Gina Miller, the business activist and co-founder of the True and Fair Campaign, which is calling for a package of financial reforms to benefit consumers, said: “These payouts are an absolute insult to people who have lost their life savings or have had their lives decimated because we have a regulator which isn’t fit for purpose.

“We have seen over the last five years some of the biggest financial scandals due to a lack of enforcement and regulatory rigour. It’s unbelievable against that backdrop to award these bonuses. This is an organisation which has failed from top to bottom.”

Gina Miller
Gina Miller said: ‘It’s unbelievable to award these bonuses.’ Photograph: Roger Askew/Rex/Shutterstock

About 4,200 staff work at the FCA, which is funded by the financial firms it regulates. It was headed by Andrew Bailey, the Bank of England governor, from July 2016 to March 2020.

The watchdog was criticised in a damning report by the former court of appeal judge Dame Elizabeth Gloster last December over its failure to effectively supervise and regulate the mini-bond issuer London Capital & Finance (LCF).

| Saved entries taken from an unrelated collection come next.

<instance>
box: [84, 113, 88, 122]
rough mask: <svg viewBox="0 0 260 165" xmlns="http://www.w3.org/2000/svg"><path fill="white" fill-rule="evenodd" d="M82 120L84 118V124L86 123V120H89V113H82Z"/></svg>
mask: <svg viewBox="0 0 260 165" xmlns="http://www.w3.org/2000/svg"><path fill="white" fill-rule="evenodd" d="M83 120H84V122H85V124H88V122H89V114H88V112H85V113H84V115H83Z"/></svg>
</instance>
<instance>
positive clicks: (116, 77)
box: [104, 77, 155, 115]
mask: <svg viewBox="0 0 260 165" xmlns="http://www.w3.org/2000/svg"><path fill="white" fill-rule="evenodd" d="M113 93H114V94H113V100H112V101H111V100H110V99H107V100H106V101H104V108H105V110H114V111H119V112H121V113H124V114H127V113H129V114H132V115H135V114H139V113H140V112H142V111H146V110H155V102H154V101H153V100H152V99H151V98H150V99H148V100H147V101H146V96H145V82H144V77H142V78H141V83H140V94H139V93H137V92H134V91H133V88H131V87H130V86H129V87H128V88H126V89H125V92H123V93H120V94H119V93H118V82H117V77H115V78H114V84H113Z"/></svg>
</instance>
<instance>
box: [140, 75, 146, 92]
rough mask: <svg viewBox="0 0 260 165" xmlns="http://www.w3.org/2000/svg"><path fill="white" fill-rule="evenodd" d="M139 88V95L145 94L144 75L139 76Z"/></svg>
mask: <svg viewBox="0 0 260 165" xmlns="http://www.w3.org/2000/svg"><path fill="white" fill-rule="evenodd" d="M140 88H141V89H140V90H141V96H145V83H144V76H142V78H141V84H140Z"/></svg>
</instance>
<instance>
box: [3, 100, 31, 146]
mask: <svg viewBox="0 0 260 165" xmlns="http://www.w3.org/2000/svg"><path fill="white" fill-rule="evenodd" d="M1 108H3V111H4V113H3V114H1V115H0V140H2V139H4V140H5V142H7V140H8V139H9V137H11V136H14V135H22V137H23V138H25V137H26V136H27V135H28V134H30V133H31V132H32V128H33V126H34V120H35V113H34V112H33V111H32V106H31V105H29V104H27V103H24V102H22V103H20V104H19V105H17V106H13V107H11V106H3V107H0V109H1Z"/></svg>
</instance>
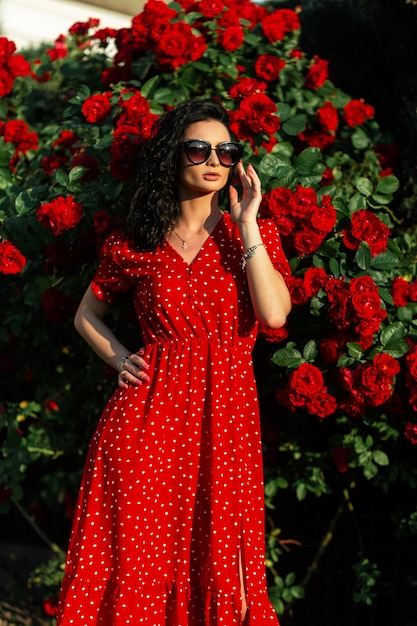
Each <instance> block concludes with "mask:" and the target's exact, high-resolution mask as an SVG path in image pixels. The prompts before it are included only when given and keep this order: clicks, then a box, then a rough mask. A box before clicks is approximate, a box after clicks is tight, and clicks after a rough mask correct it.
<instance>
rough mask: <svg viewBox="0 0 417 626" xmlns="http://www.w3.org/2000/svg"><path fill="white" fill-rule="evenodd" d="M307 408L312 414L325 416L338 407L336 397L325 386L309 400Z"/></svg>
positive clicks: (323, 417)
mask: <svg viewBox="0 0 417 626" xmlns="http://www.w3.org/2000/svg"><path fill="white" fill-rule="evenodd" d="M306 406H307V410H308V412H309V413H312V415H317V416H318V417H321V418H324V417H329V415H332V414H333V413H334V412H335V411H336V409H337V402H336V398H335V397H334V396H332V395H330V394H329V393H327V391H326V390H325V388H323V389H322V390H321V391H319V392H318V393H316V394H315V396H313V398H311V399H310V400H309V401H308V402H307V405H306Z"/></svg>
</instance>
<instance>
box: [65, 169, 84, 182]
mask: <svg viewBox="0 0 417 626" xmlns="http://www.w3.org/2000/svg"><path fill="white" fill-rule="evenodd" d="M86 172H88V167H84V166H82V165H77V167H73V168H72V169H71V170H70V173H69V176H68V181H69V182H70V183H74V182H75V181H76V180H79V179H80V178H82V177H83V176H84V174H85V173H86Z"/></svg>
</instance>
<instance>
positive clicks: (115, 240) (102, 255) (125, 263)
mask: <svg viewBox="0 0 417 626" xmlns="http://www.w3.org/2000/svg"><path fill="white" fill-rule="evenodd" d="M142 254H143V253H141V252H140V251H139V250H137V249H136V248H135V247H134V246H133V245H132V243H131V242H130V241H129V240H128V238H127V237H126V235H125V233H124V232H123V230H122V229H118V230H115V231H113V232H112V233H111V234H110V235H108V236H107V238H106V239H105V241H104V244H103V247H102V249H101V255H100V256H101V258H102V259H107V260H112V261H113V262H114V263H117V264H118V265H125V264H126V263H129V262H135V261H136V260H137V259H138V257H139V256H141V255H142Z"/></svg>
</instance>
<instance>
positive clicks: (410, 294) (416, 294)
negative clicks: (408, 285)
mask: <svg viewBox="0 0 417 626" xmlns="http://www.w3.org/2000/svg"><path fill="white" fill-rule="evenodd" d="M410 300H411V302H417V280H413V282H412V283H410Z"/></svg>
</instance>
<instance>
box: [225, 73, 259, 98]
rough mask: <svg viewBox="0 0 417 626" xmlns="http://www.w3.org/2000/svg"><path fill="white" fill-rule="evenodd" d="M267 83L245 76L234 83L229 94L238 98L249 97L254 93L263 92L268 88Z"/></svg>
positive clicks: (253, 93) (244, 97)
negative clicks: (246, 77)
mask: <svg viewBox="0 0 417 626" xmlns="http://www.w3.org/2000/svg"><path fill="white" fill-rule="evenodd" d="M266 88H267V84H266V83H263V82H259V80H256V79H255V78H244V79H243V80H241V81H239V82H238V83H235V84H234V85H232V87H231V88H230V91H229V96H230V97H231V98H234V99H235V100H237V99H238V98H247V97H248V96H250V95H251V94H254V93H262V92H264V91H265V90H266Z"/></svg>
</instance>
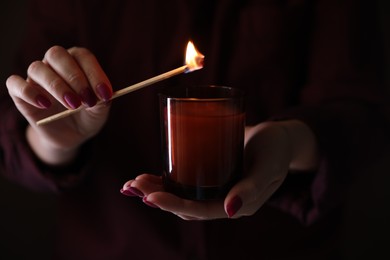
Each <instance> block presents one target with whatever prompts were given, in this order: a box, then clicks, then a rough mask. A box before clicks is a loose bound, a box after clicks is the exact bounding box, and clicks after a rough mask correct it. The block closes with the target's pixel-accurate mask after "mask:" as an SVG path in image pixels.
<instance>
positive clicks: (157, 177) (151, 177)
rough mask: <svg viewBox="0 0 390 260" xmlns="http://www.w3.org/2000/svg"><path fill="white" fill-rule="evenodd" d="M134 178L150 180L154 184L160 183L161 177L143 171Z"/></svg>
mask: <svg viewBox="0 0 390 260" xmlns="http://www.w3.org/2000/svg"><path fill="white" fill-rule="evenodd" d="M135 179H136V180H145V181H149V182H152V183H155V184H161V185H162V177H161V176H157V175H153V174H148V173H144V174H141V175H139V176H137V177H136V178H135Z"/></svg>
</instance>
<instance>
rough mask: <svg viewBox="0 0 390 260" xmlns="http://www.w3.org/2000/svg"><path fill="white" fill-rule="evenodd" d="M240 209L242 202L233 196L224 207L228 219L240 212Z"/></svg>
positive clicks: (240, 198)
mask: <svg viewBox="0 0 390 260" xmlns="http://www.w3.org/2000/svg"><path fill="white" fill-rule="evenodd" d="M241 207H242V200H241V198H240V197H238V196H235V197H234V198H233V199H232V200H231V201H230V202H229V203H228V204H227V206H226V213H227V214H228V217H229V218H231V217H233V216H234V215H235V214H236V213H237V211H239V210H240V208H241Z"/></svg>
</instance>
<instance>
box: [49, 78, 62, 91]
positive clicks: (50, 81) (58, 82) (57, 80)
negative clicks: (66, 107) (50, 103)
mask: <svg viewBox="0 0 390 260" xmlns="http://www.w3.org/2000/svg"><path fill="white" fill-rule="evenodd" d="M62 85H63V84H62V80H61V79H60V78H54V79H52V80H51V81H49V82H48V88H49V90H50V91H53V92H58V91H59V90H60V89H61V87H62Z"/></svg>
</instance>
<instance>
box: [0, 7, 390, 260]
mask: <svg viewBox="0 0 390 260" xmlns="http://www.w3.org/2000/svg"><path fill="white" fill-rule="evenodd" d="M25 2H26V1H25V0H12V1H10V0H5V1H0V87H2V88H3V87H5V80H6V78H7V77H8V76H9V73H10V68H11V67H12V63H13V57H14V56H13V55H14V53H15V51H16V49H17V48H18V46H19V42H20V40H21V37H22V35H23V31H24V26H25V25H24V22H25V19H24V18H25V9H26V5H25ZM369 3H370V1H367V4H369ZM377 11H378V19H379V20H380V21H381V26H380V27H381V28H379V29H380V30H381V31H382V32H383V37H384V42H385V45H386V46H387V48H386V53H385V56H386V57H385V58H386V68H385V70H386V74H385V77H386V82H387V85H388V86H389V90H390V66H389V62H390V26H388V25H390V17H389V14H390V1H387V0H383V1H381V2H379V6H378V10H377ZM389 92H390V91H389ZM0 116H1V115H0ZM389 134H390V133H389ZM389 154H390V151H389ZM369 171H370V172H371V173H372V175H371V177H370V179H364V180H359V181H358V182H356V183H355V185H354V186H353V187H352V190H351V193H350V198H349V201H350V202H349V204H348V205H349V207H348V210H347V212H346V213H345V224H344V229H345V232H344V237H343V241H344V247H345V254H346V259H379V258H376V257H377V256H382V257H381V258H380V259H385V258H386V257H387V258H386V259H390V258H389V255H390V253H389V252H390V228H389V227H390V210H389V207H390V206H388V204H389V205H390V156H387V158H383V159H381V160H380V161H379V162H378V165H377V166H376V167H375V168H373V169H369ZM55 212H56V203H55V198H54V196H52V195H49V194H41V193H34V192H30V191H28V190H25V189H23V188H21V187H19V186H17V185H15V184H13V183H10V182H8V181H7V180H5V179H4V178H2V177H1V175H0V259H42V260H45V259H50V252H51V250H52V241H53V234H54V227H55V226H54V225H55V224H54V223H55V222H54V218H55Z"/></svg>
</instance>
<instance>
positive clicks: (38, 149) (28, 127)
mask: <svg viewBox="0 0 390 260" xmlns="http://www.w3.org/2000/svg"><path fill="white" fill-rule="evenodd" d="M26 139H27V142H28V144H29V145H30V147H31V149H32V151H33V152H34V153H35V155H36V156H37V157H38V158H39V159H40V160H41V161H42V162H43V163H45V164H47V165H50V166H62V165H67V164H70V163H71V162H72V161H73V160H74V159H75V158H76V156H77V153H78V149H77V148H63V147H58V146H56V145H53V144H52V143H50V142H49V141H47V140H45V139H44V138H43V137H42V136H40V135H39V133H38V132H37V131H36V129H34V128H33V127H31V126H28V127H27V129H26Z"/></svg>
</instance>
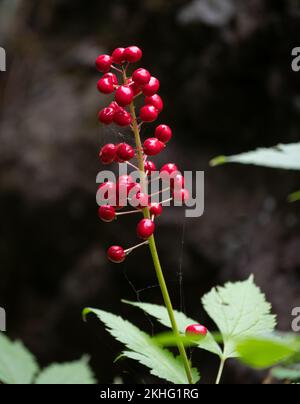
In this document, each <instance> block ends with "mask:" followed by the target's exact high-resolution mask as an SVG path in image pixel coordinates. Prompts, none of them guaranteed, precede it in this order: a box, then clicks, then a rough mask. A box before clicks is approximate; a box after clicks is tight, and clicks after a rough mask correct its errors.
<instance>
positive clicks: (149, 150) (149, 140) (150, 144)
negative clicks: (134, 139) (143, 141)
mask: <svg viewBox="0 0 300 404" xmlns="http://www.w3.org/2000/svg"><path fill="white" fill-rule="evenodd" d="M164 147H165V144H164V143H162V142H161V141H160V140H158V139H156V137H151V138H149V139H146V140H145V142H144V153H145V154H146V155H147V156H156V155H157V154H159V153H160V152H161V151H162V150H163V149H164Z"/></svg>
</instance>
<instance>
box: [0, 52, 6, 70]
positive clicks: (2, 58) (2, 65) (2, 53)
mask: <svg viewBox="0 0 300 404" xmlns="http://www.w3.org/2000/svg"><path fill="white" fill-rule="evenodd" d="M0 72H6V51H5V49H4V48H1V47H0Z"/></svg>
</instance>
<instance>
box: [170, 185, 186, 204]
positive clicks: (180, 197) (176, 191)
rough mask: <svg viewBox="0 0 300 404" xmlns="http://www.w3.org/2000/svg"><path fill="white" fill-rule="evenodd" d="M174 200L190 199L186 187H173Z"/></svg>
mask: <svg viewBox="0 0 300 404" xmlns="http://www.w3.org/2000/svg"><path fill="white" fill-rule="evenodd" d="M173 197H174V201H176V202H181V203H185V202H187V201H188V200H189V199H190V193H189V191H188V190H187V189H184V188H182V189H175V190H174V192H173Z"/></svg>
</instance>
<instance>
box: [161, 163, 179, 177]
mask: <svg viewBox="0 0 300 404" xmlns="http://www.w3.org/2000/svg"><path fill="white" fill-rule="evenodd" d="M177 172H179V170H178V167H177V165H176V164H174V163H168V164H165V165H164V166H162V168H161V170H160V174H161V175H162V176H163V175H164V173H165V174H168V175H169V176H170V175H172V174H174V173H177Z"/></svg>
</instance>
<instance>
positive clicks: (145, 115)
mask: <svg viewBox="0 0 300 404" xmlns="http://www.w3.org/2000/svg"><path fill="white" fill-rule="evenodd" d="M140 118H141V120H142V121H143V122H154V121H155V120H156V119H157V118H158V110H157V109H156V108H155V107H154V106H153V105H145V106H144V107H142V108H141V109H140Z"/></svg>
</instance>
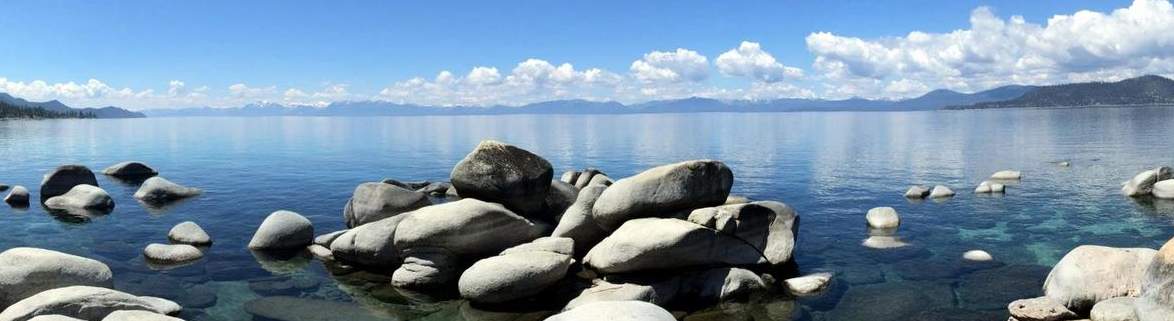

About 11,600 investors lost savings of up to £237m when LCF went into administration in 2019.

Two of the FCA’s most senior executives, Megan Butler and Jonathan Davidson, faced calls from MPs to repay bonuses of £45,000 each paid in the 2018-19 financial year after they were named in the Gloster report.

The watchdog was criticised in another independent review published in December for ineffective regulation over the collapse of the Connaught Income Fund in 2012. The FCA said at the time it was “profoundly sorry” for the mistakes that had been made.

The watchdog has also faced criticism for failing to intervene before the collapse of Neil Woodford’s £3.1bn Woodford Equity Income Fund. It was shut down in October 2019 with heavy losses for tens of thousands of investors.

In an FCA consultation document that has been circulated to staff, Rathi said it was “increasingly difficult” to justify the bonus payouts after the LCF and Connaught fund reviews found the regulator had acted too slowly to protect consumers.

He wrote: “This is particularly so when bonuses are paid to the vast majority of staff and not just those who have performed exceptionally.”

The FCA said its executive directors had declined to be considered for performance bonuses in 2020-21 and it had already been decided they will not be eligible for the performance awards in the future. The FCA pay and benefits consultation runs until 20 December.